Implications for practice, next steps

“This is the first clinical trial to demonstrate the functional benefit of surgical clot evacuation in patients with supratentorial ICH presenting within 24 hours,” says Dr. Bain. “It also confirmed the safety of MIPS and its ability to achieve substantial hematoma evacuation. These results validate the approach we have taken for several years now for many patients at Cleveland Clinic, but it represents a paradigm shift for treatment of ICH more broadly. And the protocol development and training behind this trial have helpfully standardized the approach to MIPS to optimize patient outcomes.”

He notes that while superiority for MIPS was demonstrated across the entire cohort, this was driven by the strong positive effect observed for patients with lobar ICH. “The benefit for patients with lobar ICH is clear,” he says. “We need to do further investigation in patients with hemorrhage in the anterior basal ganglia, as that’s a more sensitive location. While those patients can still fare well, we need to select them properly.”

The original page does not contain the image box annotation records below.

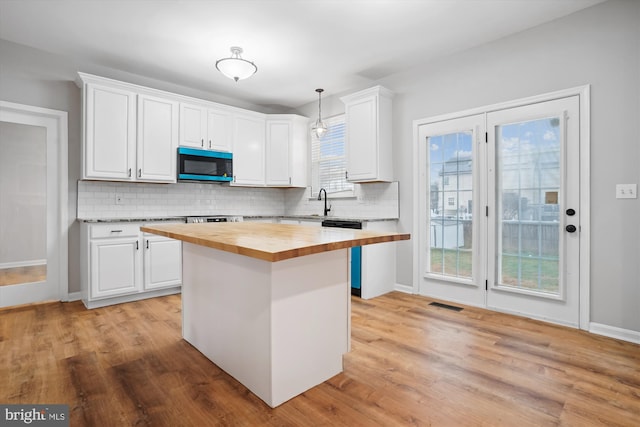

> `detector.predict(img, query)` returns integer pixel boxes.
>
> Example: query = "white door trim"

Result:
[413,85,591,330]
[0,101,69,303]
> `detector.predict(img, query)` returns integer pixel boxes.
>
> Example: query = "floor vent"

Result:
[429,302,462,311]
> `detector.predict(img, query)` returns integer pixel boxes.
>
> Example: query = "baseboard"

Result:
[0,259,47,269]
[589,322,640,344]
[394,283,414,294]
[66,292,82,302]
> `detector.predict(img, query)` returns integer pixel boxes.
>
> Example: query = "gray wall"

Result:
[298,0,640,332]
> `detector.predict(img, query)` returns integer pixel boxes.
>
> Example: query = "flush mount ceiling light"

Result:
[216,46,258,81]
[311,89,329,139]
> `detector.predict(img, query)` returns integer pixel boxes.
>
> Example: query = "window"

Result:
[311,114,353,198]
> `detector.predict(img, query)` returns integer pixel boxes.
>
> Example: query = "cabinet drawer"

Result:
[89,222,140,239]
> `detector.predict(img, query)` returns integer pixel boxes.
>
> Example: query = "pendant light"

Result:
[216,46,258,82]
[311,89,329,139]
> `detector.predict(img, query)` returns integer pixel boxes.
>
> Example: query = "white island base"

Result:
[182,242,351,408]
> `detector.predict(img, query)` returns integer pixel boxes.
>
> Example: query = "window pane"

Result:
[496,118,561,294]
[427,131,473,279]
[311,115,353,195]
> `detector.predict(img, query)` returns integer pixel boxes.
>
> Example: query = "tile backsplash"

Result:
[77,181,399,219]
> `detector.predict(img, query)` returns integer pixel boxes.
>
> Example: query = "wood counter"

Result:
[141,222,410,262]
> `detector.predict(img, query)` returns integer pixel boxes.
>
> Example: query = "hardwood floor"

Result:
[0,264,47,286]
[0,292,640,427]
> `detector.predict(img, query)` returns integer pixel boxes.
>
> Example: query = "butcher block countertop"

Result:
[140,222,411,262]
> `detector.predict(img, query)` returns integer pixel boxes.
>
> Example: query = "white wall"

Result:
[298,0,640,332]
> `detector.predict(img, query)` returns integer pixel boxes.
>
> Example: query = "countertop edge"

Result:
[140,224,411,262]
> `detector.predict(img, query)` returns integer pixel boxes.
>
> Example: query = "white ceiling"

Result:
[0,0,604,108]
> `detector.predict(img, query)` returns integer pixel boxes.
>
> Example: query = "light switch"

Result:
[616,184,638,199]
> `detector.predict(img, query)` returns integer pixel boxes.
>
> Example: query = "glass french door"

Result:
[419,96,580,327]
[487,96,580,327]
[419,114,486,305]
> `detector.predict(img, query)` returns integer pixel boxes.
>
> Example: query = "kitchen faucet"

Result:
[318,188,331,216]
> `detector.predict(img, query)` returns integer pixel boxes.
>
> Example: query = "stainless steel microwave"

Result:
[178,147,233,182]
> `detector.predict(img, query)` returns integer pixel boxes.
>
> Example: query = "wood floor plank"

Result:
[0,292,640,427]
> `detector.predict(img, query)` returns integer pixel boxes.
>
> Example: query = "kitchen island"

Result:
[141,222,409,407]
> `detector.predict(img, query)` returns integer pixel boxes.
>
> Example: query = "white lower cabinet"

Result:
[80,222,182,308]
[89,237,141,298]
[144,233,182,290]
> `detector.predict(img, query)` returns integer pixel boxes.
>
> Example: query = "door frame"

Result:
[413,85,591,330]
[0,100,69,306]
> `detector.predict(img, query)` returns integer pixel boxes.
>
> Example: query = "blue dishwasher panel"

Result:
[351,246,362,296]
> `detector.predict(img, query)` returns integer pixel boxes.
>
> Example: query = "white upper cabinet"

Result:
[340,86,393,182]
[79,73,178,183]
[265,114,309,187]
[180,103,232,152]
[136,95,178,182]
[180,103,207,149]
[83,84,136,180]
[231,114,265,186]
[206,108,233,151]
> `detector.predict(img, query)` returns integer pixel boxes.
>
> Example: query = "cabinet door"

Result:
[144,235,182,290]
[265,121,291,186]
[180,104,207,148]
[83,84,136,180]
[206,109,232,151]
[345,97,378,181]
[136,95,178,182]
[90,238,141,298]
[232,116,265,186]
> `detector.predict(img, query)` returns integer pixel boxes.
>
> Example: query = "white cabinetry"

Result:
[266,114,308,187]
[82,84,136,180]
[136,95,178,182]
[143,233,182,290]
[79,73,178,182]
[89,224,142,299]
[180,103,233,151]
[80,222,182,308]
[232,114,265,186]
[340,86,393,182]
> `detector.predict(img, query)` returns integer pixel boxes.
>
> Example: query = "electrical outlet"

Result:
[616,184,638,199]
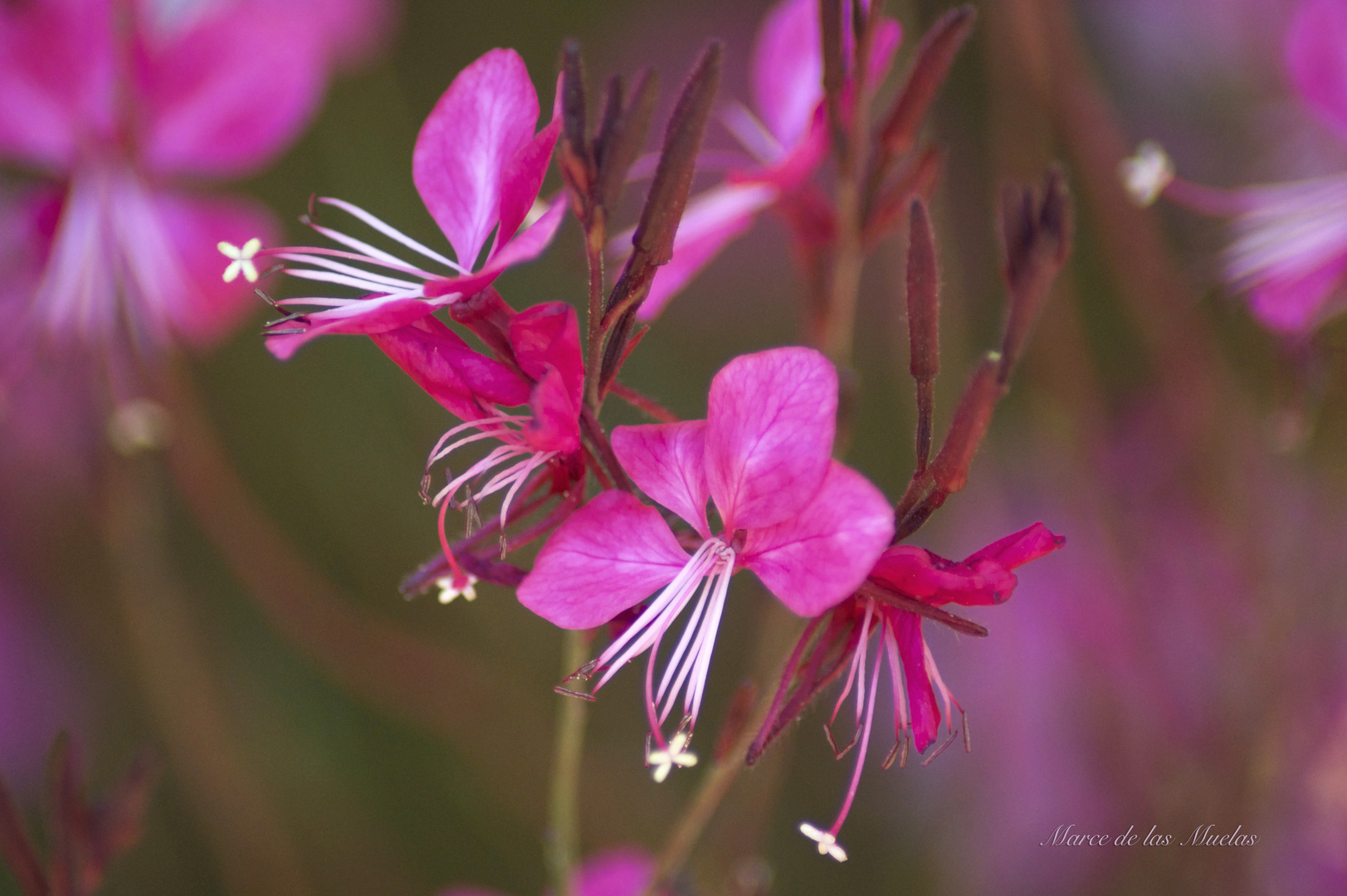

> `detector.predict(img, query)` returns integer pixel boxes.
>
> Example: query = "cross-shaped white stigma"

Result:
[435,572,477,604]
[1118,140,1174,207]
[645,732,696,784]
[216,237,261,283]
[800,822,846,862]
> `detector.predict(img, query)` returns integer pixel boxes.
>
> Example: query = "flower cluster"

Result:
[234,0,1070,859]
[1122,0,1347,337]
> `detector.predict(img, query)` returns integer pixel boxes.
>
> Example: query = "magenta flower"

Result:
[256,50,566,358]
[0,0,381,349]
[441,846,655,896]
[770,523,1066,861]
[1124,0,1347,335]
[614,0,901,319]
[372,302,584,602]
[519,348,893,780]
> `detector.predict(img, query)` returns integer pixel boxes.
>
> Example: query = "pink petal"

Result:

To better guide that patient selection, the ENRICH investigators will closely analyze data from the trial’s ABG cohort, a project that will be coordinated by Cleveland Clinic. Dr. Bain suspects that strategies to improve outcomes in this setting might include choosing patients with smaller hemorrhage volume, using additional imaging modalities to improve patient selection and employing smaller devices. After further analysis of the ABG data from ENRICH, a randomized trial specific to the ABG location — and with a larger ABG cohort — is highly likely, he says.

Meanwhile, Dr. Bain expects that the effects seen in ENRICH are likely to apply to other devices that can be used for MIPS, both in development and already commercially available. “In addition to an increase in ICH cases treated medically, I think these results are going to spur further development of specialty instruments for this procedure with additional refinements,” he says. “As the devices improve and proliferate, the outcomes will only get better.”

The ENRICH trial received funding from NICO Corporation.